Usta bir golcünün kaleciyi ters köşeye attığı gibi çocuk beni zıt köşeye yollamayı bilmişti. –Onu demek istemedim. Yanlış anladın beni. Söylemek istediğim ekmek ile domatesin çok da büyük bir cazibesi yok. Konuşmaya başladığımızdan beri süregelen süreçte ilk defa gözlerimin içine bakarak –Bir nebze olsun haklısın abi. Ekmek ile domatesin pek bir cazibesi yok. Herkesin alıp yiyebileceği bir fiyata sahipler. Ama ben sana bunlar senin canını çekmez demedim. Bu iki adet nimeti altı kişi paylaşıp hepimizin karnını doyurmaya çalıştığımız anı anlatsaydım senin canın çekerdi.
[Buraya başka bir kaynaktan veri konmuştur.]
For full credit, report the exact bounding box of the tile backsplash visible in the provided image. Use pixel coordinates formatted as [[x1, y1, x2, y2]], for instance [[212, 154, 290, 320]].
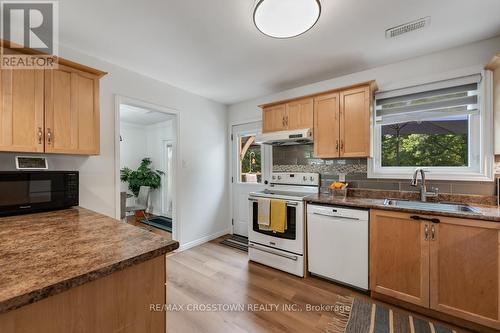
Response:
[[273, 144, 496, 196]]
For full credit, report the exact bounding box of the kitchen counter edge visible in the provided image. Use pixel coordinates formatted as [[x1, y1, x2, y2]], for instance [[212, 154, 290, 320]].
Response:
[[304, 194, 500, 222]]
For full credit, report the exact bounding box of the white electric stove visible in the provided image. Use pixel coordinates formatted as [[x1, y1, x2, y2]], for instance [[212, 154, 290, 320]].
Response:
[[248, 172, 320, 277]]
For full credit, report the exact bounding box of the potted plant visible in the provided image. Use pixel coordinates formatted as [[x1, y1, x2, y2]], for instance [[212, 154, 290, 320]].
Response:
[[120, 158, 165, 215]]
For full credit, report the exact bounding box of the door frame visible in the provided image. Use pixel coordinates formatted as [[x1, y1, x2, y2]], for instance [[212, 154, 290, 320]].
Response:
[[114, 94, 182, 243], [228, 117, 273, 234]]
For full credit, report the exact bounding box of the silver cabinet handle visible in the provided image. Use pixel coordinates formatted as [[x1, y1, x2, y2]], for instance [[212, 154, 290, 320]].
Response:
[[248, 198, 299, 206], [47, 128, 52, 145], [248, 243, 299, 261], [37, 127, 43, 145], [313, 212, 359, 221]]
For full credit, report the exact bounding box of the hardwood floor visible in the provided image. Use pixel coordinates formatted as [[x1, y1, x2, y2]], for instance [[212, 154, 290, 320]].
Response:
[[127, 214, 172, 240], [167, 239, 468, 333]]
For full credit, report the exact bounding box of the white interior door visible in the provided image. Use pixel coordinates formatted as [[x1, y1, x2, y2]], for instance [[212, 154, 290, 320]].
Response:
[[161, 140, 175, 218], [231, 121, 272, 237]]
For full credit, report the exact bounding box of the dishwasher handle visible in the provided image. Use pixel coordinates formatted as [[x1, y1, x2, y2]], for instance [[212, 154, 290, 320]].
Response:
[[313, 210, 359, 221]]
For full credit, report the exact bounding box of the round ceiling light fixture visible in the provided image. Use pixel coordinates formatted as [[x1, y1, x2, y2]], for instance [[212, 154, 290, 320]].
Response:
[[253, 0, 321, 38]]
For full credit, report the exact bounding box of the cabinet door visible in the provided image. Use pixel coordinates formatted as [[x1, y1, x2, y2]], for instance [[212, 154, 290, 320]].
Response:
[[314, 93, 340, 158], [340, 87, 370, 157], [0, 69, 44, 152], [286, 98, 314, 130], [45, 65, 100, 155], [430, 218, 500, 329], [262, 104, 287, 133], [370, 210, 430, 307]]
Para dünyadaki her kapıyı açıyor ama bir kapının yanına bile yaklaşamıyor.
İnanılmaz bir özgüven ve karakter sahibi. Deniz fenerine ne kadar da çok benziyor. –Para kimin kapısının yanına yaklaşamıyormuş? Kendinden son derece emin bir şekilde –Ekmek ile domatesin arasındaki dostluğun kapısına yaklaşamıyor.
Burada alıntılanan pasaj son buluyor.